Подробности этого торжества необыкновенно увлекли мерзкую дочь Франваля: ей хотелось увидеть все своими глазами. Ей не терпелось пойти еще дальше в своих гнусностях: пусть Вальмон все же восторжествует над неприступностью ее матери, пусть Франваль все же застигнет их врасплох! Если это произойдет на самом деле, то какие тогда средства оправдания останутся у их жертвы? Ведь важно похитить у нее всякую возможность защищаться. Такова была Эжени.

Тем временем безутешная супруга де Франваля, не имея никого, кто мог бы посочувствовать ей, поделилась своими новыми печалями с матерью. И тогда госпожа де Фарней подумала, что возраст, положение и личные качества господина де Клервиля могли бы добротворно подействовать на ее зятя: горю свойственна доверчивость. Она постаралась как можно убедительнее изложить почтенному священнослужителю бесчинства де Франваля, доказав то, во что тот ни за что не соглашался верить прежде, убеждала в разговоре с негодяем опираться лишь на убеждение и красноречие, воздействующие на сердце, а не на рассудок. А после разговора с этим злодеем она посоветовала добиться встречи с Эжени, употребить все, что, на его взгляд, способно показать юной заблудшей душе, какая бездна разверзлась под ее ногами, и вернуть ее, если возможно, в лоно материнской любви и добродетели.

Осведомленный о возможном желании Клервиля видеть его и дочь, Франваль успел условиться с нею, после чего они дали знать духовнику госпожи де Фарней, что готовы выслушать его. Наивная Франваль возлагала надежды на красноречие духовного наставника, ведь обездоленный жадно хватается за несбыточные мечты, желая доставить себе удовольствие, в котором отказывает ему действительность, и с большим успехом осуществляет это в своих мечтаниях.

Прибывает Клервиль. Было девять часов утра. Франваль принимает его там, где обычно проводит с дочерью ночи. Приказав украсить покои со всей возможной изысканностью, он все же сохраняет особого рода беспорядок, свидетельствующий об его преступных утехах. Эжени, находившаяся неподалеку, могла все слышать и лучше подготовиться к ожидавшей ее встрече.

– Мне пришлось преодолеть большие опасения, – начал господин де Клервиль, – прежде чем я решился на встречу с вами. Люди моего звания обыкновенно настолько в тягость тем, кто, как и вы, проводит жизнь в мирских наслаждениях, что я готов корить себя, уступив желаниям госпожи де Фарней и попросив вас уделить мне некоторое время для беседы.

– Присаживайтесь, сударь, и, до тех пор пока в ваших речах будет царствовать разум и справедливость, не страшитесь наскучить мне!

– Вы обожаемы молодой супругой, полной прелести и добродетелей, и виновны в том, что сделали ее глубоко несчастной, сударь: не имея на своей стороне ничего, кроме чистоты и кротости, и никого, кроме матери, способной прислушаться к ее жалобам, она всегда боготворила вас, несмотря на ваши проступки, поэтому нетрудно представить весь ужас ее положения!

– Мне хотелось бы перейти к делу, сударь. Поговорим без обиняков. В чем состоит ваша миссия?

– Принести вам счастье, если это возможно.

– Значит, если я ощущаю себя счастливым, как сейчас, вам больше нечего мне сказать?

– Невозможно, сударь, найти счастье в преступлении.

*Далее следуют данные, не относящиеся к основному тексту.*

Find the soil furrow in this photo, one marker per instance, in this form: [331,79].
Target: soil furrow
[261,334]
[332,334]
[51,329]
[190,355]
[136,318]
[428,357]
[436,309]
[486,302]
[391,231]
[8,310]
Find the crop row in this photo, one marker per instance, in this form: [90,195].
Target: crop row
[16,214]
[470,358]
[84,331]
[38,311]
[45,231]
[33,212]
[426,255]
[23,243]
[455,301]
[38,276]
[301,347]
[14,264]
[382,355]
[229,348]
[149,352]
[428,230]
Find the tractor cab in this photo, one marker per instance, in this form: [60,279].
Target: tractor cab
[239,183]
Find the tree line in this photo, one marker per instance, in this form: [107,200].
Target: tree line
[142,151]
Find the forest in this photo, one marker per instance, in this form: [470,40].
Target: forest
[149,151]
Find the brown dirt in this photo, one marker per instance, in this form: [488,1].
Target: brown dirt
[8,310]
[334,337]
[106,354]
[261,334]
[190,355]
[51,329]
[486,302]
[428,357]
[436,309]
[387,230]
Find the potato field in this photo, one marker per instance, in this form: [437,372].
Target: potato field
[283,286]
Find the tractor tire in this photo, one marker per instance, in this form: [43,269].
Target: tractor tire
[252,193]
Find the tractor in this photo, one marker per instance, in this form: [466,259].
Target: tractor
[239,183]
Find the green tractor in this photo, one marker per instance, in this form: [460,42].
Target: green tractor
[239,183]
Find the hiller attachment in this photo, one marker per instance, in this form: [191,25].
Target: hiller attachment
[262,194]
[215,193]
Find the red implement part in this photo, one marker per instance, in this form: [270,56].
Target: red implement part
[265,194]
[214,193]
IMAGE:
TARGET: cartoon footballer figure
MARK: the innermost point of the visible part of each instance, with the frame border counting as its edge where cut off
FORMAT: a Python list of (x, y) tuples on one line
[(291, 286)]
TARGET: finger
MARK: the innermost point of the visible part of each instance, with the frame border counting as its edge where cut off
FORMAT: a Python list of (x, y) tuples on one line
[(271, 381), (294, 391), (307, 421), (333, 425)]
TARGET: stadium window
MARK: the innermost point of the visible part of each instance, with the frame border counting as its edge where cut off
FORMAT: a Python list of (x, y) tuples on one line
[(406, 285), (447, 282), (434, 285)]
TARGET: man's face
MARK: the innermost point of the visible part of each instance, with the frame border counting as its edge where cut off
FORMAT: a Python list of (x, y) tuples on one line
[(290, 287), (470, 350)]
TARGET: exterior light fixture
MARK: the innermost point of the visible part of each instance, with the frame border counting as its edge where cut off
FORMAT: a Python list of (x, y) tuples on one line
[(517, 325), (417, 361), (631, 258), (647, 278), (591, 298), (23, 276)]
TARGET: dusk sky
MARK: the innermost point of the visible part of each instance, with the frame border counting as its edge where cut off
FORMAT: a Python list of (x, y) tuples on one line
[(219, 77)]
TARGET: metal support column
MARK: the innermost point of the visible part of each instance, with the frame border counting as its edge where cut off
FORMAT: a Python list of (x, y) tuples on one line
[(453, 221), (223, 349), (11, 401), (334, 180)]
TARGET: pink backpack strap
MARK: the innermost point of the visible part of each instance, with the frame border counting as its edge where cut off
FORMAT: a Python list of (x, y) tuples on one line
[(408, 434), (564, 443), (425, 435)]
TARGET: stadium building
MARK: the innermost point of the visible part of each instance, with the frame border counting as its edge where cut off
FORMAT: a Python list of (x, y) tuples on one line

– Я с вами согласен. Однако существуют люди, которые путем углубленных исследований и зрелых размышлений выработали для себя установку не предполагать зла ни в чем и с невозмутимым спокойствием взирать на любые человеческие поступки, оценивая их как необходимые результаты различных потребностей. Какими бы ни были наши потребности – естественными ли, извращенными ли – они всегда настоятельны. Попеременно сменяя друг друга, они побуждают нас одобрить нечто или осудить, но никогда не внушают нам того, что способно помешать их удовлетворению. Так вот, сударь, я отношу себя к тому самому разряду людей, о котором только что рассказал, и потому, ведя себя известным вам образом, ощущаю себя не менее счастливым, нежели чувствуете себя таковым вы на избранном вами поприще. Счастье – идеал, оно лишь плод воображения, лишь побуждение к действию, зависящее исключительно от нашей манеры видеть и чувствовать. Помимо удовлетворения потребностей, не существует ничего, что делало бы всех людей равно счастливыми. Мы наблюдаем, как каждодневно один индивид счастлив тем, что было бы в высшей степени неприятно другому; таким образом, нет бесспорного счастья, для нас существует лишь то, которое мы для себя создаем в соответствии с нашими ощущениями и с нашими принципами.

– Я это знаю, сударь, однако разум порой обманывает нас, совесть же никогда не совратит с пути истинного: она как книга, в которую природа записывает все наши обязанности.

– Разве не покорна всем нашим желаниям эта бутафорская совесть? Мы привыкаем лепить из нее что нам угодно, и она, подобно мягкому воску, принимает по воле наших пальцев любые формы. Будь книга эта столь верной, как вы это утверждаете, для всех людей понятие совести стало бы неизменным и во всех уголках земли все поступки оценивались бы одинаково. Однако так ли это на самом деле? Трепещет ли готтентот от того, что страшно для француза? И не совершает ли этот последний каждый день то, за что был бы наказан в Японии? Нет, сударь, и еще раз нет, в мире не существует ничего, что неизменно заслуживало бы хвалы или хулы, что было бы достойно награды или кары, ничего, что, считаясь наказуемым в данной местности, не оказалось бы законным на расстоянии в пятьсот лье отсюда, – одним словом, не существует понятий подлинного зла и несомненного блага.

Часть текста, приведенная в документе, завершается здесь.